The report’s authors believe a general capability by all police officers and staff is required in addition to the Met’s new Fraud and Linked Crime Online (Falcon) Command.
“Both inside and outside of the Falcon command, the Met needs to determine what skills and training its workforce needs to tackle the challenge of online crime,” the report said.
The report added that as the Falcon command matures, it needs to develop its methods for disrupting criminals and preventing crimes from happening in the first place.
Falcon must also build a workforce with the right balance between police officers and civilian staff because “piling in loads of uniformed officers is not the way to deal with online fraud”, the report said.
Increasingly, almost all crimes have a cyber dimension to them and fraud, in particular, has been transformed, with 70% of frauds now carried out using the internet, according to the report.

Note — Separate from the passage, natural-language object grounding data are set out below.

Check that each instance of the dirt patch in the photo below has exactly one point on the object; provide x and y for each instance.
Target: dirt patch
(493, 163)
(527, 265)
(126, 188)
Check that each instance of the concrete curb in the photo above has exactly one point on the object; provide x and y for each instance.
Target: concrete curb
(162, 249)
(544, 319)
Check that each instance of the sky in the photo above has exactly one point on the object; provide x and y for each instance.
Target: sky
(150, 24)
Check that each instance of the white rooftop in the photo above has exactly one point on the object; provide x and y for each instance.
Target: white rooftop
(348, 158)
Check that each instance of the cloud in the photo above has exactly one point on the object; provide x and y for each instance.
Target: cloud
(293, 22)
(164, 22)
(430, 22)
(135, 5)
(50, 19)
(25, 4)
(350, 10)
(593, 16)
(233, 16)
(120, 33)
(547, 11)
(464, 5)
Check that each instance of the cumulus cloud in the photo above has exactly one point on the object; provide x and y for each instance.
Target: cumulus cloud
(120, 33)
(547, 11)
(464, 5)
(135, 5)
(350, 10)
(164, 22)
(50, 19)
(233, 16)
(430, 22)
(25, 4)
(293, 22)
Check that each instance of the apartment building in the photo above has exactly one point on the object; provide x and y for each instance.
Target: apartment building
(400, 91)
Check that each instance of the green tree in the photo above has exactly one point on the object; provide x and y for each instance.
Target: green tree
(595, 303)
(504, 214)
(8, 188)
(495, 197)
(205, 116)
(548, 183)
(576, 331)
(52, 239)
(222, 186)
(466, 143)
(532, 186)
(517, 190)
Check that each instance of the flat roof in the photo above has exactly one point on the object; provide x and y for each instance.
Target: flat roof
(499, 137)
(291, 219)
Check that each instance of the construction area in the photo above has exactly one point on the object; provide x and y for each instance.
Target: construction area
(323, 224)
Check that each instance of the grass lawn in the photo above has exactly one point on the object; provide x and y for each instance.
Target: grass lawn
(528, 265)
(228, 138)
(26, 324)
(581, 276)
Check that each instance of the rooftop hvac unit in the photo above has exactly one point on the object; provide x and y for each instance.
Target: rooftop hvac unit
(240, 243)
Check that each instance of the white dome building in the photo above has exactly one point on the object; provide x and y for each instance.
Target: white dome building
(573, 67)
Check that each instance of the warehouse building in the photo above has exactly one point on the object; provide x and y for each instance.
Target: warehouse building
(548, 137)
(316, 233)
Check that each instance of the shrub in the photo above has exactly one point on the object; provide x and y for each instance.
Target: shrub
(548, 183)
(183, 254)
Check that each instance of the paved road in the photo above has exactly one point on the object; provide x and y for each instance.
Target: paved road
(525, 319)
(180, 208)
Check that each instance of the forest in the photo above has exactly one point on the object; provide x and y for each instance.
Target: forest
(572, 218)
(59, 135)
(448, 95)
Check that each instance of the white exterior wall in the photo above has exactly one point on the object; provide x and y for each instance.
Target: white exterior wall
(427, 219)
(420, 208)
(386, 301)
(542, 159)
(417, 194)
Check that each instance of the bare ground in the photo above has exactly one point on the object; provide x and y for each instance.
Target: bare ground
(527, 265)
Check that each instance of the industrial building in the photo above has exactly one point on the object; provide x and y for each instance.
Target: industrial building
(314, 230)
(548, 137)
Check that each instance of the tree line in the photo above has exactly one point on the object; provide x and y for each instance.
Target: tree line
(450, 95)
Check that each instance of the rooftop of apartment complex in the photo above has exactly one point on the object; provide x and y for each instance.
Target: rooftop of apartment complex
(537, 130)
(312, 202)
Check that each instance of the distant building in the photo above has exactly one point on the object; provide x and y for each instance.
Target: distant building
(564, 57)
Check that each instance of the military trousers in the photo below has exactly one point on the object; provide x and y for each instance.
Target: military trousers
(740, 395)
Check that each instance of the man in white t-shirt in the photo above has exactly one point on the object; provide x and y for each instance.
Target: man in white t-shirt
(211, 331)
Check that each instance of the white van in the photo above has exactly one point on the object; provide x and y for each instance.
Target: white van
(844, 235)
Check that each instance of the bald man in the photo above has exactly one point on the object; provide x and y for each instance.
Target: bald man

Of the 1,004 Londoners surveyed, a higher proportion had been the victim of an online theft or fraud than of more traditional forms of property crime, such as burglary or robbery.
According to the report, 63% of Londoners are worried about becoming victims of fraud through using online banking or by using their credit or debit cards on the internet.
City of London Police estimated that, across England and Wales, 1,160,500 frauds, with a loss worth £12.1bn, went unreported by individuals and businesses during 2013-14.
During a site visit to City of London Police in November 2014, the Online Crime Working Group learned that some large businesses take a commercial decision not to report online crimes to the police, particularly if they feel there is little chance that the perpetrators will be caught.

The report also recommends that the London mayor should launch a city-wide campaign in partnership with the City of London Police, banks and other key stakeholders to raise awareness of the threat of online crime.
 Online Crime Working Group chairman Roger Evans said while it’s good to see traditional forms of property crime falling, there is a worrying trend emerging in the rise of online crime.
“Criminals can now target large numbers of people for little or no cost and with only limited technical knowledge. E-mail scams, for example, have become a low-risk, high-gain form of theft for criminals,” he said.
Evans added that recommendations in the report are aimed at tackling the threat of online crime head-on.
“Londoners need to be savvy to the large number of criminals now operating from their laptops rather than our streets. We must create a police force that bears down on criminals who feel that the internet is their safe haven,” he said.
Director at the Victim Support charity in London, Jeff Gardner, said cyber crime can be terrifying  and make victims feel like they are facing a powerful and invisible attacker.
“Many victims feel like there’s nothing that can be done to stop online attackers and that they are alone, but this isn’t the case,” he said.
But Gardner added that it is also important for people to take steps to protect themselves online too by following guidelines on the Victim Support website.
Guidelines on ways to protect individuals and businesses are also available on the website of the government-supported Get Safe Online campaign and Cyber Streetwise campaign.
The following are recommendations outlined by the report:
The Mayor’s Office for Policing And Crime (Mopac) should commission experts to help the Met develop profiles of online criminals in London to help tailor its response.
The Office for National Statistics should introduce specific questions into the Crime Survey for England and Wales to measure online victimisation.
Mopac should develop specific questions to capture individuals’ online victimisation in London and extend its Business Attitudes Survey to measure online victimisation among London’s businesses.
The mayor should lead a London-wide campaign to draw attention to the threat of online crime and raise awareness of Action Fraud to improve reporting of crime by individuals and businesses.
Mopac should help Safer Neighbourhood Boards to raise awareness about online crime and the role of Action Fraud.
To help the Met to avoid viewing cyber crime in isolation, Mopac should commit that its future strategies across all themes will directly address pertinent internet risks.
Before the Met expands the Falcon command to phase three, it should assess whether it would be more beneficial to operate with a higher proportion of expert civilian staff relative to warranted officers.
Mopac should develop and publish an online crime performance dashboard on a quarterly basis from 2016-17 onwards.
The Met should identify a senior ranking officer  to be responsible for mainstreaming cyber crime across the whole of the force.
In August 2015, once the Falcon command has been operating for a year, the Met should extend Falcon’s buddying system outside of the command.
The Met should set a deadline for when it wants all staff with public contact and/or investigative duties to have undertaken the cyber crime e-learning programme.